= John Aucher =

English clergyman and royalist supporter

John Aucher D.D., (1619-1700) was an English clergyman and royalist supporter during the Commonwealth of Britain.

==Biography==
Aucher was the son of Sir Anthony Aucher, knight, of Hautsbourne in Kent. He was nominated to a Canterbury scholarship in Corpus Christi College, Cambridge, by Archbishop Laud in 1634, but after taking the degree of B.A. he removed to Peterhouse for a fellowship, where he commenced M.A. in 1641. He was ejected from his fellowship on account of his loyalty, and during the Commonwealth he wrote two treatises against the dominant party, one of which, however, was not printed till long afterwards. At the Restoration he was created D.D. by royal mandate, and further rewarded with a prebend in the church of Canterbury (1660).
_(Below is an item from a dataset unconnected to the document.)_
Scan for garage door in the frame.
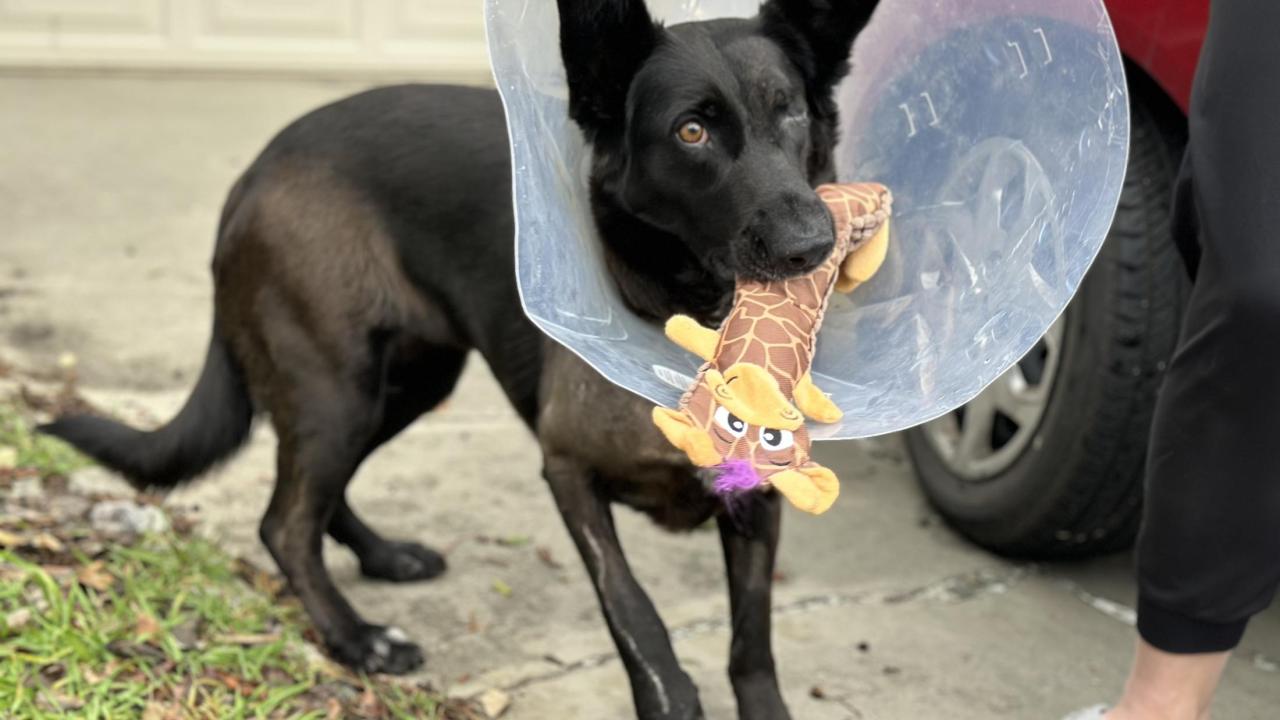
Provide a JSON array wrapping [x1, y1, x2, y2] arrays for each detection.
[[0, 0, 490, 80]]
He also held the rectory of Allhallows in Lombard Street, London, for many years (1662–85). Dr Aucher died at Canterbury on 12 March 1700–1, and was buried in the cathedral.

==Works==
His works are:
1. Arguments and reasons to prove the inconvenience & vnlawfulness of taking the new engagement: modestly propounded to all persons concerned. [London: 1650]. 8p. 4to.
2. The arraignment of rebellion, or The irresistibility of sovereign powers vindicated and maintain’d in a reply to a letter. By John Aucher, M.A. ejected fellow of St. Peter’s College in Cambridge. Now D.D. and canon of Christ-Church Cant. London: 1684, 4to; reprinted London, 1718, 8vo.
Cooper also attributes to him the following work, but the title page of the first edition gives the author as Henry Archer and subsequent editions in 1661 as John Archer:
1. 'The Personal Reign of Christ upon Earth,' 1642, 4to.